In the dark, Hudson shook his head in frustration. No power, no communication, no lights, no heat. Already the cold was beginning to seep into the bridge. “All right. Let’s round up everybody, calm them down. Then we can put our heads together and come up with a plan of action.”
“Aye, aye, sir.”
Willliams turned to head for the hatch, but a beam of light speared him, pinning him in place.
“Hold it right there.”
It was a female voice, but rough and husky.
Hudson took a step forward. “Who the hell are you?” He strained to let his eyes adjust to the white shaft of light.
More beams flicked on, all stabbing at the two officers. Hudson could make out the woman now, flanked by two hard-looking men in black Arctic survival gear, all pointing assault rifles in his direction.

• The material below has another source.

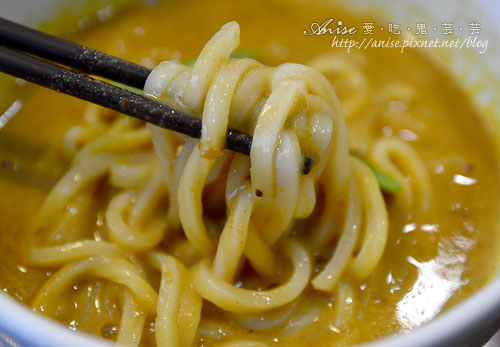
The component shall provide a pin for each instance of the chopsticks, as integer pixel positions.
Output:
(15, 38)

The woman spoke again. “You must be the captain.” Her tone held a faint note of mockery. She knew she had the upper hand.
Hudson chafed at her arrogance. “I’m Captain Hudson. Who are you and what have you done to my ship?”

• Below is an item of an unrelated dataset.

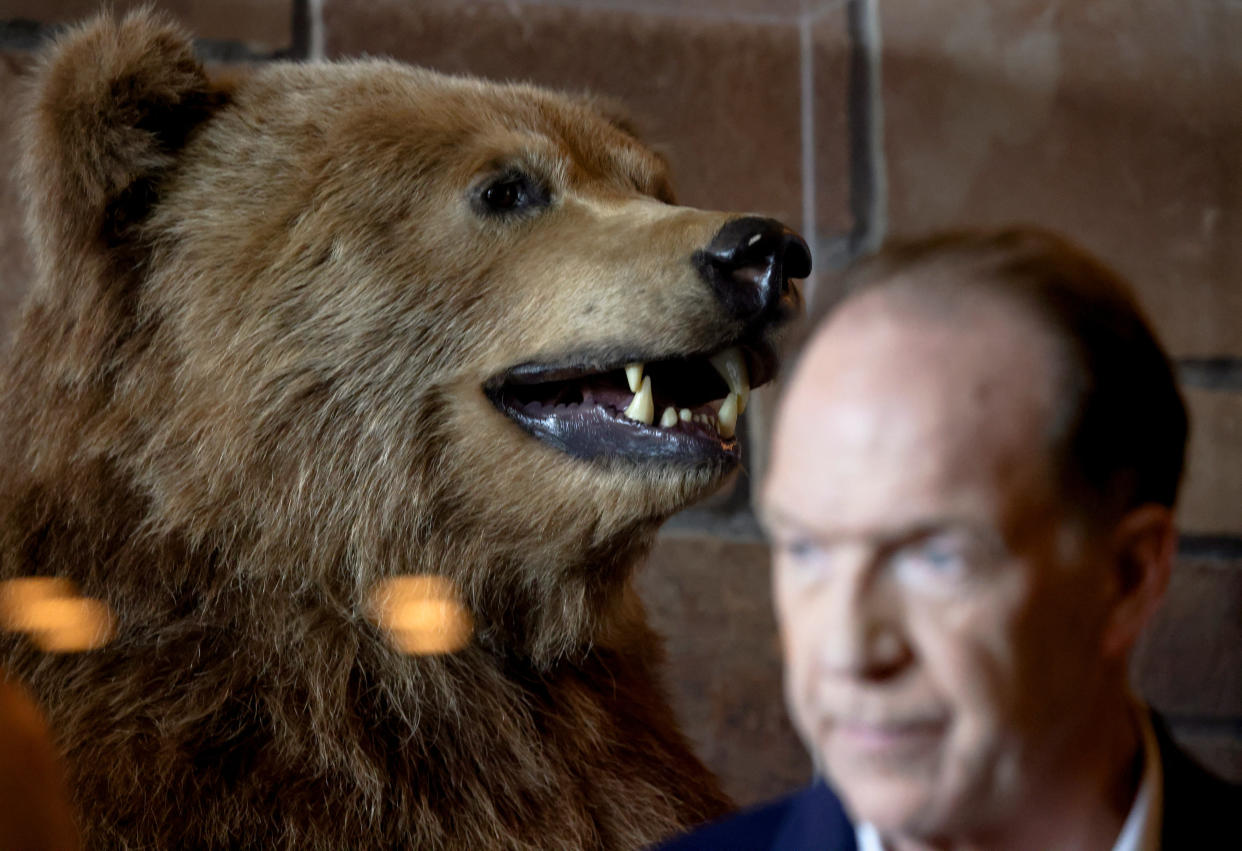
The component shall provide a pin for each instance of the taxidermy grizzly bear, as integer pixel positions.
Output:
(326, 324)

Jaz smiled, pulling down her hood. “Nothing much. Just an EMP pulse generator. Your electronics are fried.”
Hudson started when he saw the woman’s bloated, distorted face, but his eyes flared with anger. “This is a United States Coast Guard vessel. Have you got any idea what you’re doing?”
She laughed. “I always know what I’m doing. We needed a ship to sink. No time to buy one. So you’re it.” She gestured with her rifle. “And now, Mr. Captain Hudson, it’s time we go downstairs and hook up with the rest of the crew.”

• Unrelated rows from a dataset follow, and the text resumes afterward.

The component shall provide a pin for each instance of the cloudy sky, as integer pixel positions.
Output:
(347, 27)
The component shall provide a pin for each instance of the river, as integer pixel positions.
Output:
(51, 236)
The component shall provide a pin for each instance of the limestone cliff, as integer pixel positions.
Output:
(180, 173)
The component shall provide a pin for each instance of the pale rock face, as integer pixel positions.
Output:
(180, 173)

Hudson showed her a defiant scowl. “You really think I’m going to let you sink this ship? I’m not leaving this bridge.”
Jaz shrugged. “Okay. Your choice.”
She lifted her gun and sprayed Hudson and Williams with bullets. Their bodies hit the deck with solid thunks.
She turned to her men. “Okay, boys, let’s roll. We’ve got work to do.”
FORTY
Ostrov Gukera Island
THE Antilles G-21G Super Goose skidded across the choppy waters of Tikhaya Bay, its pontoons creaming out twin wakes as April throttled back the turbine engines, gradually applying back elevator pressure. Gliding around in a half-circle, the seaplane rocked to a stop. Fat globules of wind-driven rain smacked against Skarda’s window, trickling down in branching streamers. Tatters of gray mist obscured what little they could see of the shore. Peering through the canopy, he could just make out the swaybacked hump of Rubini Rock, its blackish-brown flanks blurred and robbed of their color.
During the flight, Flinders had lapsed into an uncharacteristic silence, withdrawing into herself, and now, in the rear seat, she had grown even more quiet as they approached the island. Skarda glanced over at her, seeing the tight line of her mouth and rigid arc of her spine as she stared out the porthole at the mist-shroude
d island. Coming to the place where her parents might have died was a palpable weight on her shoulders. It must have been terribly hard, he reflected, for an intelligent, sensitive girl of twelve to lose them, especially in a frigid, lonely outpost like this, so far from home.
Climbing out of the cockpit, he looked up at the sky. High above the island the rain clouds were breaking up, revealing open patches of blue Arctic twilight that at this time of the year preceded the deep polar night, but tatters of heavy mist still scudded across his vision. On the surface of the ocean April had already inflated a Zodiac tender. Skarda put his arms up to help Flinders climb down from the cabin, steadying her against the pitch of the inflatable. Even though the temperature had risen to the low twenties, they were wearing Aramark Arctic survival parkas, six-layer gloves, and waterproof boots. Under her coat April had strapped the knife sheath across her chest and stuck the Glock in her waistband. In her right hand she carried the Steyr AUG.